Счастливые поколения любят ярко одеваться.
Несчастливые предпочитают чёрно-белую гамму.
Счастливые обожают танцевать.
Несчастливые просто слушают музыку.
Счастливые требуют музыку простую и ритмичную.
Несчастливые – интеллектуальную и смурную.
Счастливые пьют пиво и хихикают от травы.
У несчастливых в ходу крепкий алкоголь и амфетамины.
Счастливые обычно самовыражаются через музыку и танцы.
Несчастливые – через эпатаж, литературу и поэзию.
Счастливые, как правило, ведут оседлый образ жизни.
Несчастливые проводят время в путешествиях и скитаниях.
Счастливые любят большие сборища.
Несчастливые – одиночество или маленькие компании.
Счастливые чаще всего со временем остепеняются и живут нормально.
Несчастливые очень часто уходят молодыми или становятся доходягами.
Счастливые – это, например, рок-н-рольщики (50-е) и битломаны (60-е), диско-кидс (70-е) и рейверы (80-е–90-е).
Несчастливые – битники (40-е–50-е), панки (70-е), готы (80-е), гранджеры (90-е).
Была и одна гибридная история – хиппи (60-е–70е).
Конечно, очень многое зависит не только от поколения и субкультуры, но и от конкретной индивидуальности, однако некоторые закономерности налицо.
Поколение Джека Керуака, как и «потерянное поколение» 20-х–30-х годов, было несчастливым. Детство пришлось на Великую депрессию, отрочество-юность – на Вторую мировую войну, в которой некоторым битникам, и Керуаку в том числе, пришлось даже поучаствовать. Родись Джек на 15 лет позже – не ездил бы он под дождём автостопом и не слушал бы Чарли Паркера в прокуренных подвалах, а гонял бы на собственной тачке и плясал рок-н-ролл. Однако не надо думать, что у битых жизнью жажда жизни тоже подбита – Керуак (Сал Парадайз), его друзья Нил Кэссиди (Дин Мориарти), Аллен Гинзберг (Карло Маркс), Уильям Берроуз (Старый Буйвол Ли) и вся славная компания битников доказали обратное. Напротив, они хотели жить по максимуму, не так, как другие, и без устали искали приключений на свою жопу – и сексуальных, и интеллектуальных, всех, какие могла им дать дорога.

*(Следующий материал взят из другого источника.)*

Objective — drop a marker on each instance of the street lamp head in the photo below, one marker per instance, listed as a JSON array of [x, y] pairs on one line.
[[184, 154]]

Настоящие, «тру» битники – сами себя они называли хипстерами (не путать с нынешними декоративными) – завелись в конце 40-х годов. Когда и происходит действие романа. Они вели себя очень плохо: можно сказать, антиобщественно и даже самодеструктивно. Не имели определённой работы и места жительства, глотали и курили всякую гадость, якшались с чёрными, угоняли автомобили и воровали из магазинов, вели беспорядочную половую жизнь – зачастую в извращённых формах. Это было очень обаятельно, и Джек Керуак в самой смачно-реалистичной манере, задушевно и убедительно описал захватывающие антисоциальные приключения. Издательства не сразу осмелились выпустить книгу (написана в 1951), но, когда это наконец произошло (1957), это был триумф.

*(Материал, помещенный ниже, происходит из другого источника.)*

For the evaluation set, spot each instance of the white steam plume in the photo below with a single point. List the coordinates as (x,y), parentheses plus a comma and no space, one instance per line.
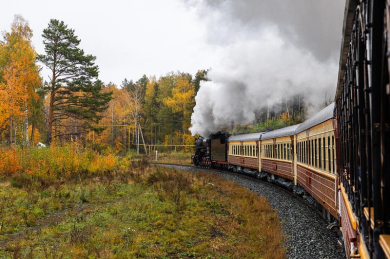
(266,57)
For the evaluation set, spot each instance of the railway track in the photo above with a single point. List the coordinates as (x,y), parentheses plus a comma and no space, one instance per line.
(306,232)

Тогда же появилось и слово ‘beatnik’, и весь классический антураж субкультуры: чёрные береты, чёрные очки, чёрные или чёрно-белые водолазки, белые майки, бородки, чёрные узкие брючки. (Кстати, едва ли не первый в истории случай моды-унисекс). Гуманитарная часть повестки, помимо прозы Керуака и Бэрроуза, поэзии Гинзберга и Ферлингетти, включала книги по буддизму и йоге, фильмы «нуар», би-боп и cool jazz в исполнении Чарли Паркера, Диззи Гиллеспи и Майлса Дэвиса.
Любопытно, что с бушевавшими ровно в то же время и в той же стране любителями рок-н-ролла пересечения были минимальными. Бит привлекал чуваков и чувих постарше, поизысканнее и претендовал на интеллектуальные откровения. Тем не менее, поп-культура его тоже переварила – достаточно вспомнить милейший фильм ‘Funny face’ с Одри Хепберн, массу бродвейских шоу и даже комиксы и мультики на бит-темы. Вряд ли это сильно радовало самых отвязных и бескомпромиссных контркультурщиков, и они скоро слетели с катушек: «Дин Мориарти» умер в 1968 в возрасте 42 лет, а сам Джек – годом позже, ему было 47. К середине 60-х бит-волна схлынула, однако брызги всё ещё летели. Особенно в период радикального бунта панков, которых очень любили и благословляли, сходя в гроб, и «Карло Маркс», и «Старый Буйвол Ли».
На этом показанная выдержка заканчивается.